Slow Start: A step by step breakdown of the Quickstart example

The quickstart example demonstrated the fastest way to download and start working with data using Quest:

In [1]: import quest

In [2]: data = quest.api.get_data(
   ...:     collection_name='quick-start',
   ...:     service_uri='svc://usgs-nwis:iv',
   ...:     search_filters={'bbox': [-91, 32.25, -90.8, 32.4]},
   ...:     download_options={'parameter': 'streamflow'},
   ...: )[0]

In [3]: data.head()
Out[3]:
                    qualifiers  streamflow
datetime
2018-04-03 16:00:00          P   1180000.0
2018-04-03 17:00:00          P   1180000.0
2018-04-03 18:00:00          P   1180000.0
2018-04-03 19:00:00          P   1180000.0
2018-04-03 20:00:00          P   1180000.0

There is a lot going on in this seemingly simple example, so we’re going to break it down and explain every step.

The first thing to note is that the function quest.api.get_data(), is a workflow function, or in other words a function that calls several other functions in succession. This provides a convenient way to get your data in one step when you already know all of inputs you need. You can also use Quest to do the same workflow in a more interactive way. The quest.api.get_data() call performs the following steps behind the scenes:

The following sections will explain each of these steps in detail.

Create a Collection

When Quest downloads data it needs to know where to put them. To keep data organized Quest provides a local organization hierarchy to manage data (see Local Data Organization). At the top of the hierarchy is a project, and all Quest calls will always apply to whatever project is active. For more details about managing projects see (Project Management). Within projects are collections . All data that are downloaded by Quest are put in a collection . In the quest.api.get_data() example above the collection_name argument specifies which collection to put the data in. If there isn’t already a collection with the name specified by the collection_name argument then get_data function will create it.

This process can also be done manually. Using the Quest API we can get a list of the collections with the quest.api.get_collection() function:

In [4]: quest.api.get_collections()
Out[4]: ['quick-start']

As you can see there currently is only one collection called “quick-start” that was created as a result of the get_data call made previously.
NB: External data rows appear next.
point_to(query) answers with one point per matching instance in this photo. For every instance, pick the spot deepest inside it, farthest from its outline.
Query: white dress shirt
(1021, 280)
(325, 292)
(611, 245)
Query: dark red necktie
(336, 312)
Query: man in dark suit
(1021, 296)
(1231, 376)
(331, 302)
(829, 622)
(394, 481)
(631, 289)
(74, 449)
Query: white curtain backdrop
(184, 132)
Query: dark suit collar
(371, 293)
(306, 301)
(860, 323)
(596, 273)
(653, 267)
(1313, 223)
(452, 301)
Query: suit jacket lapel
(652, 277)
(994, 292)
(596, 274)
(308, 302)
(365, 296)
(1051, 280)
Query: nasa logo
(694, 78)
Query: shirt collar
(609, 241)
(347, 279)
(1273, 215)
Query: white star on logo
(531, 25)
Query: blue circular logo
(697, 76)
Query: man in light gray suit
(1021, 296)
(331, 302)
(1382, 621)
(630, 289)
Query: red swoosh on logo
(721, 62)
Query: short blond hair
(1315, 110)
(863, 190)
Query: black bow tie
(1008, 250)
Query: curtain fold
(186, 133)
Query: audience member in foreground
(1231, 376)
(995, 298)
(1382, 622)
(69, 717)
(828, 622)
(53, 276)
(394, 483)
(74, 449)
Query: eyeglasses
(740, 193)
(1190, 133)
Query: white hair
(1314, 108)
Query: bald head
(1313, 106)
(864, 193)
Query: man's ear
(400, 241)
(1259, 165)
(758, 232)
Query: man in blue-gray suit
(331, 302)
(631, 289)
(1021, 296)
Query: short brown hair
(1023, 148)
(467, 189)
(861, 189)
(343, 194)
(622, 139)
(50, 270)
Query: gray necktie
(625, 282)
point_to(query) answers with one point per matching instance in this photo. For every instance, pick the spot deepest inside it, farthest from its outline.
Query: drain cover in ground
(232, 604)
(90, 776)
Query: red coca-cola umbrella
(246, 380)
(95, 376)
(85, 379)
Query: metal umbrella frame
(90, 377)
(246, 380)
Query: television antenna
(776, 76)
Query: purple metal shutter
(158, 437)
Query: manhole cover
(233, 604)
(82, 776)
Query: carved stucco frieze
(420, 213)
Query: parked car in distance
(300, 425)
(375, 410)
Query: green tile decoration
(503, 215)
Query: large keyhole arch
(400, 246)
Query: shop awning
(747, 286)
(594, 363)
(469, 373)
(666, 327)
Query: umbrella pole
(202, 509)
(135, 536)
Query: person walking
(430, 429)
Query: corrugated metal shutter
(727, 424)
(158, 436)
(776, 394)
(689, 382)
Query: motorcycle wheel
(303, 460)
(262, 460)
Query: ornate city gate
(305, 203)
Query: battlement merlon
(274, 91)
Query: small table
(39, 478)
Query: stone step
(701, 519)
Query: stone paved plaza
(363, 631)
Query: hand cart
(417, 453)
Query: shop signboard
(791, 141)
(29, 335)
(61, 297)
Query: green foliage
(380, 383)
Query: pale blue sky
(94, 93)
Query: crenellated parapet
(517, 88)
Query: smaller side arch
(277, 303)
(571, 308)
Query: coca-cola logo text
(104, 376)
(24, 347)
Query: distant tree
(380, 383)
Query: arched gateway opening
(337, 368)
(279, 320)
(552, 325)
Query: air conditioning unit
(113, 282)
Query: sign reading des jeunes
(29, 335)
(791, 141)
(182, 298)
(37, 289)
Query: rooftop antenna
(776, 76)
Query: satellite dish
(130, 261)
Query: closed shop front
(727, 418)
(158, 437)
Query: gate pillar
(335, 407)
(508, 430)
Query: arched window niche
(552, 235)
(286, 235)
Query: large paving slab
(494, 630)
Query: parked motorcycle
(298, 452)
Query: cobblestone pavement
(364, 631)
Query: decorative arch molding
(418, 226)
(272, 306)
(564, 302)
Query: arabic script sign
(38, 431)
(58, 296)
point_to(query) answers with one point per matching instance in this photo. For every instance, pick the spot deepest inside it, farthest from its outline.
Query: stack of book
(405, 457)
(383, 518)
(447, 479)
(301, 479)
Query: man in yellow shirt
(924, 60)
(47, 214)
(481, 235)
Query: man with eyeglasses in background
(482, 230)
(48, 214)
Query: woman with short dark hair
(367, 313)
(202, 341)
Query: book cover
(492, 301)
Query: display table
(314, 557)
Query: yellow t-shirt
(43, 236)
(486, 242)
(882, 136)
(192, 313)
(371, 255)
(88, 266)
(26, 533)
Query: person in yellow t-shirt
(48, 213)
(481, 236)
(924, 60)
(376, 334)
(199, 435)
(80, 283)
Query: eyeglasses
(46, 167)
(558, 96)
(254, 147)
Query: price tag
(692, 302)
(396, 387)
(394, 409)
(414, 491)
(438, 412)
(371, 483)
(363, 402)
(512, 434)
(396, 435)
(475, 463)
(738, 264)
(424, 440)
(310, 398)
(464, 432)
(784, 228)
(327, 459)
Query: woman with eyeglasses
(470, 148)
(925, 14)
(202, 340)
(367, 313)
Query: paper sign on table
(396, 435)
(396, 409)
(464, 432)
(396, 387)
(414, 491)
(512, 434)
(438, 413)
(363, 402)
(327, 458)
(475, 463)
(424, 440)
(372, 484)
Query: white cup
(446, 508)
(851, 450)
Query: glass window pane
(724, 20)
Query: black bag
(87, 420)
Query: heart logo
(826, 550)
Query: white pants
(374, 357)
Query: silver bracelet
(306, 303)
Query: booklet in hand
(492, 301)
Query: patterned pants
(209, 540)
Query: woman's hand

To create a new collection we manually we can use the quest.api.new_collection() function:

In [5]: quest.api.new_collection('slow-start')
Out[5]:
{'name': 'slow-start',
 'display_name': 'slow-start',
 'description': '',
 'created_at': datetime.datetime(2019, 4, 4, 13, 43, 14, 823227),
 'updated_at': None,
 'metadata': {}}

This function returns the metadata that is associated with this newly created collection. For more details about working with collection see Collection Management.

Select a Data Service

Once we have a place to store data locally we need to decide what data we want to download. Quest provides the ability to search for data among many different data sources, or providers. Each provider will offer one or more data services (see Data Repositories). We can list the available services by calling quest.api.get_services():

In [6]: quest.api.get_services()
Out[6]:
['svc://cuahsi-hydroshare:hs_geo',
 'svc://cuahsi-hydroshare:hs_norm',
 'svc://noaa-coast:coops-meteorological',
 'svc://noaa-coast:coops-water',
 'svc://noaa-coast:ndbc',
 'svc://noaa-ncdc:ghcn-daily',
 'svc://noaa-ncdc:gsod',
 'svc://quest:quest',
 'svc://usgs-ned:1-arc-second',
 'svc://usgs-ned:13-arc-second',
 'svc://usgs-ned:19-arc-second',
 'svc://usgs-ned:alaska-2-arc-second',
 'svc://usgs-nlcd:2001',
 'svc://usgs-nlcd:2006',
 'svc://usgs-nlcd:2011',
 'svc://usgs-nwis:dv',
 'svc://usgs-nwis:iv',
 'svc://wmts:seamless_imagery']

Each service is represented by a service URI. In our quickstart example we used the penultimate service URI listed here: ‘svc://usgs-nwis:iv’. This service URI is needed to tell Quest where to search for data.

Search for Datasets

Each service has a catalog or listing of the data it provides. To search for data we need to tell Quest which service’s or services’ catalog to search. To limit our search we can pass in a dictionary of key-value pairs that specify filter criteria to filter the catalog entries by. In the quickstart example we filtered the catalog using a bounding box.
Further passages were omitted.